For applicants owed the prevention duty it would appear they can just re-apply when they become homeless (under 'the facts are not the same' rule from R v Harrow LBC ex p Fahia  1 WLR 2396; see also the Code at para 14.47).
The only class of applicants for whom sections 193B and 193C appear to provide the kind of sanction one might expect are those who are homeless (i.e. owed the relief duty). But then only some of them.
When ending the 'relief' duty an additional layer of complexity arises because the council must also decide if the applicant has a priority need, and if so whether they became homeless intentionally.
So, for those who have already become homeless, exercising the non-cooperation sanction actually requires two decisions (this is why four different letters for ending the relief duty are listed above).
The decision on priority need and intentionality will determine whether the applicant is owed another duty when the relief duty ends.
There are three possibilities. When the relief duty ends applicants may be owed:
So, for those who became homeless unintentionally and have a priority need, the application can't be closed down. Instead they must continue to be secured accommodation under section 193C(4) of the Housing Act 1996 (instead of being owed the main housing duty).
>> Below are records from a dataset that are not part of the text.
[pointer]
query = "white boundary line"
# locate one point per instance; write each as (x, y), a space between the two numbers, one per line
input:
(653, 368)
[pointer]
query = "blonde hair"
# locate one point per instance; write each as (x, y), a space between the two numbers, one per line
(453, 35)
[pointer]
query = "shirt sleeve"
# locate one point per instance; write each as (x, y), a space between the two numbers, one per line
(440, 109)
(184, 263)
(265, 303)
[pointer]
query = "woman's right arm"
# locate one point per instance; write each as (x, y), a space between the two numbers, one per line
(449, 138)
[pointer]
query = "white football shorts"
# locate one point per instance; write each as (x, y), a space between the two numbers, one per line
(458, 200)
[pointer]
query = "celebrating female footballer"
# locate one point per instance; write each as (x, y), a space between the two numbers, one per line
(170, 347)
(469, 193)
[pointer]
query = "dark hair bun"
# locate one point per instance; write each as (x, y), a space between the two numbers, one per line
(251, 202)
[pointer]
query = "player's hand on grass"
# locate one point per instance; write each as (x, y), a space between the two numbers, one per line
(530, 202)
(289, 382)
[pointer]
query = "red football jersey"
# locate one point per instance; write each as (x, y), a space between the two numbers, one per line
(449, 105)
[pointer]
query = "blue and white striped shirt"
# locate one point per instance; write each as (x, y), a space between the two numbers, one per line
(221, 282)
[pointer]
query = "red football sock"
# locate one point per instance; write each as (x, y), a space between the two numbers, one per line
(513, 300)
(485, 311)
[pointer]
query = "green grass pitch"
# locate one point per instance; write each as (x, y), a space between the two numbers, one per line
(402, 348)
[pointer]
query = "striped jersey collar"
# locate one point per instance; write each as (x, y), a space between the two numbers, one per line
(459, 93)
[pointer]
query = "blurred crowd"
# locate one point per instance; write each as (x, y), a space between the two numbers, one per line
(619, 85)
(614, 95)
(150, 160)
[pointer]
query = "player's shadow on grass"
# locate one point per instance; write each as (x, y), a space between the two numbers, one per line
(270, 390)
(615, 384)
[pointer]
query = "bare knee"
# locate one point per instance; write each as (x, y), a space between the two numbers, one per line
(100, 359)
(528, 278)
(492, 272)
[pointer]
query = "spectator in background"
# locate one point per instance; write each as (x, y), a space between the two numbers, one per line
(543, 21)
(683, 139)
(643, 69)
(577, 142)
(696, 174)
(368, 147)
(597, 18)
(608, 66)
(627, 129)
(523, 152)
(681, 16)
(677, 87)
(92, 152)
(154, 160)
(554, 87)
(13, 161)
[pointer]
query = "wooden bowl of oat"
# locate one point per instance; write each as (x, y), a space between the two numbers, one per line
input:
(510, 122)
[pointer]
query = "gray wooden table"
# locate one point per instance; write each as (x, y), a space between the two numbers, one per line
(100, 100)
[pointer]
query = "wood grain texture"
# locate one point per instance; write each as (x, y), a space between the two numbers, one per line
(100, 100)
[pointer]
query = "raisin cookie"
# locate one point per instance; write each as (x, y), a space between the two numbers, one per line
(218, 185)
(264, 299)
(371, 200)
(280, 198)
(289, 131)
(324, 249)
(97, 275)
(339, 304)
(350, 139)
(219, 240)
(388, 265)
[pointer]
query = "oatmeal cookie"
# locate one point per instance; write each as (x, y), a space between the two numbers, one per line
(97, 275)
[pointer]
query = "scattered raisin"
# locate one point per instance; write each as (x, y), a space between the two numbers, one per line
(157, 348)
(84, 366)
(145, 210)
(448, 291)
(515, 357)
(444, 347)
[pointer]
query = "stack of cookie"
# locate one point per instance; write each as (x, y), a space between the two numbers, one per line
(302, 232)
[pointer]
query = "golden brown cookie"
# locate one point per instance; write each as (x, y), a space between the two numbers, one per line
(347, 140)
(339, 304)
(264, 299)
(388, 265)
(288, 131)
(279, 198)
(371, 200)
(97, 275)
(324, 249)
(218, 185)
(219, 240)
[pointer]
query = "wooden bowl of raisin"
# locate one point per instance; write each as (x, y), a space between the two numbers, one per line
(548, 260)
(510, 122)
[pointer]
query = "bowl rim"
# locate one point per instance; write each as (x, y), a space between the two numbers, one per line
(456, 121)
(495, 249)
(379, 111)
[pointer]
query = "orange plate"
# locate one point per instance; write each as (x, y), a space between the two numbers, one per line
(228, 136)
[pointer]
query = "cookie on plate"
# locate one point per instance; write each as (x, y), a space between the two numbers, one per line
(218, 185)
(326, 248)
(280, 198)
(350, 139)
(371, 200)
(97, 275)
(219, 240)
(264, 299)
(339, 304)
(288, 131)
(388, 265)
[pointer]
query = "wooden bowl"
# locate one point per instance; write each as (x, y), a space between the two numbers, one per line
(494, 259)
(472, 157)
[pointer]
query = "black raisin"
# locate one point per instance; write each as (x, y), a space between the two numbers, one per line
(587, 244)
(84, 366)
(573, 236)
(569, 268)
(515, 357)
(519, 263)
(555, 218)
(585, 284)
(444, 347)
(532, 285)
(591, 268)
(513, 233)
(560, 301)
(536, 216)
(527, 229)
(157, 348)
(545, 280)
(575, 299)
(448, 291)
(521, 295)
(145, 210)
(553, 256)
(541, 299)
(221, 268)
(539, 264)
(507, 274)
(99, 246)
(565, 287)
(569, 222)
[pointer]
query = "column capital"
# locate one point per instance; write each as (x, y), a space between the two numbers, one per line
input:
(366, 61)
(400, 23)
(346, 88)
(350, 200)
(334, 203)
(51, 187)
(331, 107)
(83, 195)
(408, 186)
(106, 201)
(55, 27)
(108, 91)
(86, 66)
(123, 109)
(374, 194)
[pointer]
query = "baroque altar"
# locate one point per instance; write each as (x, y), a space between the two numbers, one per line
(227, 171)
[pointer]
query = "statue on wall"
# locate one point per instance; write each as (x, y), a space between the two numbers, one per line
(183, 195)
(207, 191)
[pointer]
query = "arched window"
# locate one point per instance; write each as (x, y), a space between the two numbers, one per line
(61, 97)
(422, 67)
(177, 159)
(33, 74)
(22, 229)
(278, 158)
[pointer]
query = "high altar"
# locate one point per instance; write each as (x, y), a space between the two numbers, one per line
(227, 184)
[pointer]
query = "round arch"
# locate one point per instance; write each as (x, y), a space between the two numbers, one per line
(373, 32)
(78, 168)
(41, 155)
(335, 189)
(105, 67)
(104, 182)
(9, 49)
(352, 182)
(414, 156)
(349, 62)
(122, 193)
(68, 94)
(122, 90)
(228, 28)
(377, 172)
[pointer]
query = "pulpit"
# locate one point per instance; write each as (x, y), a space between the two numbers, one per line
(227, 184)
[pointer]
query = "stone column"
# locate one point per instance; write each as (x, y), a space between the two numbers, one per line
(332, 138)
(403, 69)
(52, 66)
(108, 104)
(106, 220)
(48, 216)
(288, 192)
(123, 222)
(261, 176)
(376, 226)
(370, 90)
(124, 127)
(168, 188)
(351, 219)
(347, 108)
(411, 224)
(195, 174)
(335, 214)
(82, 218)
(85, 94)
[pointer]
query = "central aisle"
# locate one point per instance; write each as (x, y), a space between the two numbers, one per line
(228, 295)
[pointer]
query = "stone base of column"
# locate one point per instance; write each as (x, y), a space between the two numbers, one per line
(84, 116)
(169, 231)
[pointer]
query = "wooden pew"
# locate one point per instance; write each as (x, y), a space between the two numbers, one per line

The grounds for ending this new 'non-cooperation housing duty' are broadly similar to those for ending the main housing duty (which the council avoided by virtue of the non-cooperation decision). However the local authority will still be able to make a final offer of an assured shorthold tenancy with a fixed term of six months.
There is also the ability to de-prioritise such cases for social housing. But unless there's a ready supply of suitable private tenancies which can be offered to such applicants, there's a risk that families who haven't cooperated will simply languish in temporary accommodation. Councils will need to consider their ability to discharge the s.193C(4) duty, other than by an offer of social housing before de-prioritising this category of applicants under the allocation scheme.
In addition, the discharge grounds for the new s.193C(4) duty curiously don't allow a council to end the duty when the applicant has refused an offer of alternative temporary accommodation.
In summary therefore, even if a council seeks to sanction priority need applicants, not much is gained (by the council) or lost (for the applicant).
For the reasons set out above it will be very surprising if this method of ending homelessness duties is extensively used.